Decompression consists of rebuilding the dictionary from the compressed sequence. From the sequence 0A1B0B1$ the first entry is always the terminator 0 {...}, and the first from the sequence would be 1 {0,A}. The A is added to the output. The second pair from the input is 1B and results in entry number 2 in the dictionary, . The token B is output, preceded by the sequence represented by dictionary entry 1. Entry 1 is an A (followed by "entry 0" – nothing) so AB is added to the output. Next 0B is added to the dictionary as the next entry, 3 {0,B}, and B (preceded by nothing) is added to the output. Finally a dictionary entry for 1$ is created, and A$ is output, resulting in A AB B A$, or AABBA, removing the spaces and EOF marker.

==LZW==
LZW is an LZ78-based algorithm that uses a dictionary pre-initialized with all possible characters (symbols) or emulation of a pre-initialized dictionary. The main improvement of LZW is that when a match is not found, the current input stream character is assumed to be the first character of an existing string in the dictionary (since the dictionary is initialized with all possible characters), so only the last matching index is output (which may be the pre-initialized dictionary index corresponding to the previous (or the initial) input character). Refer to the LZW article for implementation details.

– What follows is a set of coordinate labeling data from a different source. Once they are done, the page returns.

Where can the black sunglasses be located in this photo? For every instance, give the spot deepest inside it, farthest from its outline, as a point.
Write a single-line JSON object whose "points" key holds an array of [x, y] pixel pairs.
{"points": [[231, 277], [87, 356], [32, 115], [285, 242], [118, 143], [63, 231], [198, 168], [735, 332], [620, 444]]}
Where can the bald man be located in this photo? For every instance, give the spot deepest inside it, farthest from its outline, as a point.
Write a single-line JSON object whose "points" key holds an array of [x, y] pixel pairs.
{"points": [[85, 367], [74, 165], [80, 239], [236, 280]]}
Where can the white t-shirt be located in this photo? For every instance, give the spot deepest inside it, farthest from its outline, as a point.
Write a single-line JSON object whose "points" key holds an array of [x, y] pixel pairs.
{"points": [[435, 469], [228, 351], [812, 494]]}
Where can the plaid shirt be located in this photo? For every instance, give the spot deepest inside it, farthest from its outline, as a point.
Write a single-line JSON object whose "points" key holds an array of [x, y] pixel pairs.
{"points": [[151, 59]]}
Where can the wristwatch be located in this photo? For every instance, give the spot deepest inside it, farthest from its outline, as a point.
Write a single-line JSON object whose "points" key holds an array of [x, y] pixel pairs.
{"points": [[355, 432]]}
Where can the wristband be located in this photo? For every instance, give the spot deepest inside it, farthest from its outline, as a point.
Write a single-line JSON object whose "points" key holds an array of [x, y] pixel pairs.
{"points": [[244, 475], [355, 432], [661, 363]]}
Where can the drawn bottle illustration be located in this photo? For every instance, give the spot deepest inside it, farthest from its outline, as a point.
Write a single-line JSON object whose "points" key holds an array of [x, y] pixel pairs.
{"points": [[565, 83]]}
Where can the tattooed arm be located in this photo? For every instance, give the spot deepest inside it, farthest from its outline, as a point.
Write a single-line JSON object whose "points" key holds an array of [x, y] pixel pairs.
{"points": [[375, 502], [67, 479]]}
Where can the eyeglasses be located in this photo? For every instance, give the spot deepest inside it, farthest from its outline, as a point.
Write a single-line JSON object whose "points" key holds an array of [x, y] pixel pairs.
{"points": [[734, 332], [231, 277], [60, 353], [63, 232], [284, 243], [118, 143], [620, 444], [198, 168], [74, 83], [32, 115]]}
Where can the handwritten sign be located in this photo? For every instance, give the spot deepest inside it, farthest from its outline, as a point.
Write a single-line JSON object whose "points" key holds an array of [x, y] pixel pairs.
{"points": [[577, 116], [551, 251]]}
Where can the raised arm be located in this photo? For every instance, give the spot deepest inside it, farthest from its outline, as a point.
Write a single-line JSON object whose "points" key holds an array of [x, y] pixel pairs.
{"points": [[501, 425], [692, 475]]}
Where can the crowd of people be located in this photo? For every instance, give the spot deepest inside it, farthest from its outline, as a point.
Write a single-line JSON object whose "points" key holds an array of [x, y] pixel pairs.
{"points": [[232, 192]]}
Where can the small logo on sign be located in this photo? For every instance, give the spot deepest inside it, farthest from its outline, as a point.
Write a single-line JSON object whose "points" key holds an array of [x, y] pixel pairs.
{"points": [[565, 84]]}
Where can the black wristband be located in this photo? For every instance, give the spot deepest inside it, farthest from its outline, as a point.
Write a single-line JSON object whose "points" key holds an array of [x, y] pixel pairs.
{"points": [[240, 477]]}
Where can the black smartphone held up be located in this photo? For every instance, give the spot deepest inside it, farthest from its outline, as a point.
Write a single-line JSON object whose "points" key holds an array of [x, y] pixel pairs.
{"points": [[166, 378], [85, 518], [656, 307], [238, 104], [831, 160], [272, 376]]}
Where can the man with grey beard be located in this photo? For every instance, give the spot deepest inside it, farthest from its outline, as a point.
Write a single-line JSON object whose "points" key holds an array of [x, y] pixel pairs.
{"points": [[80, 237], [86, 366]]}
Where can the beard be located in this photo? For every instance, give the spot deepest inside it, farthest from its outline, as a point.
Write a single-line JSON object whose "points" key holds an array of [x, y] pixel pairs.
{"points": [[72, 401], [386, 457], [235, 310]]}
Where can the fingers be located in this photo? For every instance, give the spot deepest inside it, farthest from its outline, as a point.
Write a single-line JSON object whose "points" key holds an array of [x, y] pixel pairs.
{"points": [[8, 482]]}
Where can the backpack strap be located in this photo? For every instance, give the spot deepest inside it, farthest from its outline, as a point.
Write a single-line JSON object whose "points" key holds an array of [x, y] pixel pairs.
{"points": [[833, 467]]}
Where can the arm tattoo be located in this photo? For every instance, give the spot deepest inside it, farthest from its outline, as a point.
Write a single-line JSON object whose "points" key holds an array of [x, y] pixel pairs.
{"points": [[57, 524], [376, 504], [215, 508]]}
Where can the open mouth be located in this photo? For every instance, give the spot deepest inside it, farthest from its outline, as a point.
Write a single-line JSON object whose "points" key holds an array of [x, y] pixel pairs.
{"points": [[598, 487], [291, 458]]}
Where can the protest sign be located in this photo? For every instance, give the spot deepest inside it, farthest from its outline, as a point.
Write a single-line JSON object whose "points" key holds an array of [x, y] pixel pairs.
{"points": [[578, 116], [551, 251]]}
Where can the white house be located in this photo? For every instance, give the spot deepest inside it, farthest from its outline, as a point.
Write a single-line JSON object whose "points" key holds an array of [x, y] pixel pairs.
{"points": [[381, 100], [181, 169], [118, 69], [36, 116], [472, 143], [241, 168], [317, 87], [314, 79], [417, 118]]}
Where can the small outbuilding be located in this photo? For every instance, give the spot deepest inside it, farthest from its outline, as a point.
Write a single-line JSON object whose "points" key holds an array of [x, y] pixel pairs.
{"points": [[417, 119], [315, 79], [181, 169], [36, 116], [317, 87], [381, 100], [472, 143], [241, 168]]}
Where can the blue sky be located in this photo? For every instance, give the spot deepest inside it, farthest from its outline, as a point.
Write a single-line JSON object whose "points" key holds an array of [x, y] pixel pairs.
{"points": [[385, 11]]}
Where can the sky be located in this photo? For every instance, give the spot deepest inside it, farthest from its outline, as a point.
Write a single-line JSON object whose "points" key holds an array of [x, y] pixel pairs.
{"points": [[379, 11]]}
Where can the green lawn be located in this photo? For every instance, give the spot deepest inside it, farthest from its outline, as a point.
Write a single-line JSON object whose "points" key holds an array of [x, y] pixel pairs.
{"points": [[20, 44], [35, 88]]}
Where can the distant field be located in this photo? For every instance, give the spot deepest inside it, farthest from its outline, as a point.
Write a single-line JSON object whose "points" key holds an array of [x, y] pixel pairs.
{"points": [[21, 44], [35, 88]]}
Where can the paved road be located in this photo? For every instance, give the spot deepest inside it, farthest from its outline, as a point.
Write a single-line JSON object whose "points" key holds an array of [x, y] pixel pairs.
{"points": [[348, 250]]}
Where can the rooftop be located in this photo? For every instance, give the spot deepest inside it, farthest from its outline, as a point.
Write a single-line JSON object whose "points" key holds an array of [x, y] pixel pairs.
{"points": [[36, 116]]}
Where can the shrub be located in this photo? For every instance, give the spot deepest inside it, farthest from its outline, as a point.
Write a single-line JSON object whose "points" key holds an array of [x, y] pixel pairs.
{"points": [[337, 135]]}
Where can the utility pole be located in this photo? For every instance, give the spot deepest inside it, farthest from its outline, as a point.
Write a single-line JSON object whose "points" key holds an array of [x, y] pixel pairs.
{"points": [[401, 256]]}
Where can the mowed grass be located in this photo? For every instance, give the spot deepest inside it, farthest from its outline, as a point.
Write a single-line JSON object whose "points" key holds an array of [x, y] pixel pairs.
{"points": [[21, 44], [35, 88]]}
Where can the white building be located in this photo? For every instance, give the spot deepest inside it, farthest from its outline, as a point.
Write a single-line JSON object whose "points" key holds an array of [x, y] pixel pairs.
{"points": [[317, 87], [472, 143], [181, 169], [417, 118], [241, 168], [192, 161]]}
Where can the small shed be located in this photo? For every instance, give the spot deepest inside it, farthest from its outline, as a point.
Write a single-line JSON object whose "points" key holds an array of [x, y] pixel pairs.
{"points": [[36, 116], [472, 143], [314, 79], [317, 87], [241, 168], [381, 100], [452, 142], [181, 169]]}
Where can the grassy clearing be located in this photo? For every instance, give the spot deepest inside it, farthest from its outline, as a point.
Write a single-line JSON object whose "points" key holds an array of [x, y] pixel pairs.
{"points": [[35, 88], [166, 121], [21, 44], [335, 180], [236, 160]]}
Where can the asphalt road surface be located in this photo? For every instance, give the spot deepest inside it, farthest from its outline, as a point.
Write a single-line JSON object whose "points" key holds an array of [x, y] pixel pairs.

BTLZ is an LZ78-based algorithm that was developed for use in real-time communications systems (originally modems) and standardized by CCITT/ITU as V.42bis. When the trie-structured dictionary is full, a simple re-use/recovery algorithm is used to ensure that the dictionary can keep adapting to changing data. A counter cycles through the dictionary. When a new entry is needed, the counter steps through the dictionary until a leaf node is found (a node with no dependents). This is deleted and the space re-used for the new entry. This is simpler to implement than LRU or LFU and achieves equivalent performance.